On Thu, Jan 14, 2010 at 12:22 PM, Conrad Irwin conrad.irwin@googlemail.com wrote:
Wiktionary is case-sensitive and so case-folding there may not be appropriate; I personally would be interested in seeing these logs before even the NFC normalizers get to them (given a lack of any other source to find out how people type fun characters in the wild) though I can appreciate this is somewhat sadistic, and probably the logs are taken too late for this.
It would not be too much work to publish a set of post-processing scripts that could perform those normalisations that people are interested in; I don't think any two people will agree exactly on what
You've missed the point of the normalization here. It's not to be helpful to users: As you observe, it's easy for the recipient of the list to perform their own. The reason to normalize is to push more queries above the reporting threshold. For example, 5 people might search for "john f. kinndey" (a misspelling of "John F. Kennedy"?) but all capitalize it differently. A redirect on this misspelling would be useful regardless of the case.
All things equal I'd rather *not* normalize the data... it's just more stuff that may have surprising behaviour. But I think this is something which may need to be balanced against the disclosure threshold.
It would also be possible to do the disclosure calculation against normalized data while releasing the raw values... but I must admit a little bit of uneasiness that the normalization might be ignoring some piece of information relevant to privacy.
For example, if we were to go that route we might employ some fairly aggressive normalization... removing all whitespace and punctuation. If we went as far as also removing all *numbers* from the check we'd run into things like "Greg Maxwell (555)-555-1212" getting published because enough distinct people searched for "greg maxwell". Obviously the answer to that one is "don't remove numbers" from the check, but I worry about the cases I haven't thought of.
On Thu, Jan 14, 2010 at 12:51 PM, Aryeh Gregor Simetrical+wikilist@gmail.com wrote:
Some people might search for their own name more than five times in a week, possibly together with other embarrassing or incriminating search terms.
Yes, it's possible that someone may search 5 times, from 5 IPs (which *might* be from one machine due to proxy round-Robbins), an identical string ... "MyFullName seen on friday night with a woman other than his wife" ... but what to do?
Any information which is disclosed has some risk of disclosing something that someone would rather not be. This risk can be made arbitrarily small, but it can't be eliminated.
I think the benefit to the readers of having this information available easily outweighs some sufficiently fringe confidentiality concern. At some point your frequently repeated search is a statistic, which no reasonable privacy policy would frown on disclosing.
This is important to our operations, disclosing it is in the public interest, and failing to do work in this area puts us at a disadvantage compared to other parties who might be far less scrupulous. (e.g. If WMF's search performs poorly, you might feel compelled to use Search Engine X — which happens to secretly sell your data to the highest bidder.)

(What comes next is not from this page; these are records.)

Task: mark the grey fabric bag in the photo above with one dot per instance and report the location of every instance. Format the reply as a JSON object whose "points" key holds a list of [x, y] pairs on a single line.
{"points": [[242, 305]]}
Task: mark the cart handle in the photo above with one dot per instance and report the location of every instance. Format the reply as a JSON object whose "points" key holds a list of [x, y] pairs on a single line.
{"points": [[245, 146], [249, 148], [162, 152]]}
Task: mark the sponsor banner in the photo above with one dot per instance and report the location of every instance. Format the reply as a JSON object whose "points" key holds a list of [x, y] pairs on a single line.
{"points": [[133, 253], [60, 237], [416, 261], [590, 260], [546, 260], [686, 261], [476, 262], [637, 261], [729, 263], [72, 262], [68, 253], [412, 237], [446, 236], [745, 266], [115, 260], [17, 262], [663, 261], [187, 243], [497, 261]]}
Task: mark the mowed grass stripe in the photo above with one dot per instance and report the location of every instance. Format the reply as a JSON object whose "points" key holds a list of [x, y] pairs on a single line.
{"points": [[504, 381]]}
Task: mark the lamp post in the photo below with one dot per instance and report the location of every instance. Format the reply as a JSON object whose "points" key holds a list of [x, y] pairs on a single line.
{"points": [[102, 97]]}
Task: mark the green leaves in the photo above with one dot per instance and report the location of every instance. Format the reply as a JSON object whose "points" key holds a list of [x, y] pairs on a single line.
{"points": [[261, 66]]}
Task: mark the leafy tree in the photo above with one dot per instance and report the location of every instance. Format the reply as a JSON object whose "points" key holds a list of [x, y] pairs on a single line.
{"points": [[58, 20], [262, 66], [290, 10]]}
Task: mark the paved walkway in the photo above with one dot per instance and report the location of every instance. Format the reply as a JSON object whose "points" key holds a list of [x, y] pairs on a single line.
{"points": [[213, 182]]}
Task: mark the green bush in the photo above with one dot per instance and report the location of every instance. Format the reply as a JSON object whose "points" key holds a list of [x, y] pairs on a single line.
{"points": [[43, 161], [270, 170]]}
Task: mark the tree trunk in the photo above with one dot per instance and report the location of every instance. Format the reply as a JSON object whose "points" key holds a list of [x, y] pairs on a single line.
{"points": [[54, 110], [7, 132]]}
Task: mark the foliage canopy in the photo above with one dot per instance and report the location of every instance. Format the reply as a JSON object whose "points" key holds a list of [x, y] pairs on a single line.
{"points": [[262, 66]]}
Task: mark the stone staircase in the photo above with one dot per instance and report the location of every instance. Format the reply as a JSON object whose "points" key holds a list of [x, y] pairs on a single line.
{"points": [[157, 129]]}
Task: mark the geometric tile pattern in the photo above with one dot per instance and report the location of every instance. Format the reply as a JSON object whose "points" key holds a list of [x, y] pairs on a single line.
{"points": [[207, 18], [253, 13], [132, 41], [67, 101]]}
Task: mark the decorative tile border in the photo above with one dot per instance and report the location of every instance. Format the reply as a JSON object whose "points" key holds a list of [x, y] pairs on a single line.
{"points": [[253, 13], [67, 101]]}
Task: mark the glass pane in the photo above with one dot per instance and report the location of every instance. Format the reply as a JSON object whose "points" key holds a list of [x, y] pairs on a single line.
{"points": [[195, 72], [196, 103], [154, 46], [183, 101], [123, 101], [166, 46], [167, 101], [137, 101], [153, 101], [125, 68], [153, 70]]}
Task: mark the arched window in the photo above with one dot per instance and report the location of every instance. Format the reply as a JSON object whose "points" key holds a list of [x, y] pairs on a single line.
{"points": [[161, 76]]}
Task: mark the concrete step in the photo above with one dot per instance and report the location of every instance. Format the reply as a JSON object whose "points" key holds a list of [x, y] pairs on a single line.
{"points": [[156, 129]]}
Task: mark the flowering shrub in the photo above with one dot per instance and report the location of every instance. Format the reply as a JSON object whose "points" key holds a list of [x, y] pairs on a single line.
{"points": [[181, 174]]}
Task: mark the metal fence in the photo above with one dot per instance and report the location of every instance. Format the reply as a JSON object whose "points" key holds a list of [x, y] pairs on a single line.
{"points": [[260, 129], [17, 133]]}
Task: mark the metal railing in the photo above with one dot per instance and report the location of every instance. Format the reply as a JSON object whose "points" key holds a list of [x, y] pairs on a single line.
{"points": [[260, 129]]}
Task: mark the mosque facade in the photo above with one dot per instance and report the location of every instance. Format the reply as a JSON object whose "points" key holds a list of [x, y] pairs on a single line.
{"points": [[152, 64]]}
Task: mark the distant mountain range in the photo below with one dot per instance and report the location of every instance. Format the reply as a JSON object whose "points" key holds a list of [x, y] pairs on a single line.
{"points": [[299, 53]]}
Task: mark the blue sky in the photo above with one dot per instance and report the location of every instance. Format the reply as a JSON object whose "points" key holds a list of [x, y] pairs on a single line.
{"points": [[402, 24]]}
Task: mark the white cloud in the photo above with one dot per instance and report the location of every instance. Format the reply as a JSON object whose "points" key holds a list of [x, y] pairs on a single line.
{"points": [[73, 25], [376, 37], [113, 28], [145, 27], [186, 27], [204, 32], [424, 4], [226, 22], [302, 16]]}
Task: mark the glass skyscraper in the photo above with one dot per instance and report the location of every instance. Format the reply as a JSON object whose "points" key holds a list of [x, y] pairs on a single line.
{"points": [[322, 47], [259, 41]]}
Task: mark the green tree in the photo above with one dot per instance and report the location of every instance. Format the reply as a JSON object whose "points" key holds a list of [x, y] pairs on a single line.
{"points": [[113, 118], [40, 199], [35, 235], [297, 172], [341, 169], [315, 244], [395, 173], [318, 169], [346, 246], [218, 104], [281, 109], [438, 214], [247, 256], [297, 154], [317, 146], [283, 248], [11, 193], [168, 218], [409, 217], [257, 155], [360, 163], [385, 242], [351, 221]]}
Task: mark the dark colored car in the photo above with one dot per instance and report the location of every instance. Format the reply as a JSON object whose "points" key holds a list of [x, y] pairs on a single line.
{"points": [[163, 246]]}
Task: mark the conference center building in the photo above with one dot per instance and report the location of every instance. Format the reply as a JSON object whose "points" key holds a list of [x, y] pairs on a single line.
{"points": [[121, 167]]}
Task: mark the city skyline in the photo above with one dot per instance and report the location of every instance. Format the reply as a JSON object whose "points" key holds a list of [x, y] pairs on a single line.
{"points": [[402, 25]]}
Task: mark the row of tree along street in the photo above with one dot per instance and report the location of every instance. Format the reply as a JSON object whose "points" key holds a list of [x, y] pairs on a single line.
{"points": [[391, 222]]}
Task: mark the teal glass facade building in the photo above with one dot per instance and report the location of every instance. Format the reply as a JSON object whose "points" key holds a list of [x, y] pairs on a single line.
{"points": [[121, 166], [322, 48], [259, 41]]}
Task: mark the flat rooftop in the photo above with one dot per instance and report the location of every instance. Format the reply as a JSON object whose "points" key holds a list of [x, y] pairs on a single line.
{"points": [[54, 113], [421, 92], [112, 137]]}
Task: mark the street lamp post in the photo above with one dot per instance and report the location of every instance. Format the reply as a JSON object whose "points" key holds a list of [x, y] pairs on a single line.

Is there some sufficiently high number which *no one* paying attention here has a concern about? We could simply start with that.... and possibly lower the threshold over time as the lowest hanging fruit are solved, tracking our disclosure comfort.
I think we all have an interest and obligation to take every reasonable means, but no one can ask for more than that.
Would anyone feel more comfortable if this ignored queries made via the secure server? Non-HTTPS traffic can be watched by anyone on the path between you and Wikimedia... any illusion of absolute privacy on the insecure traffic is patently false already.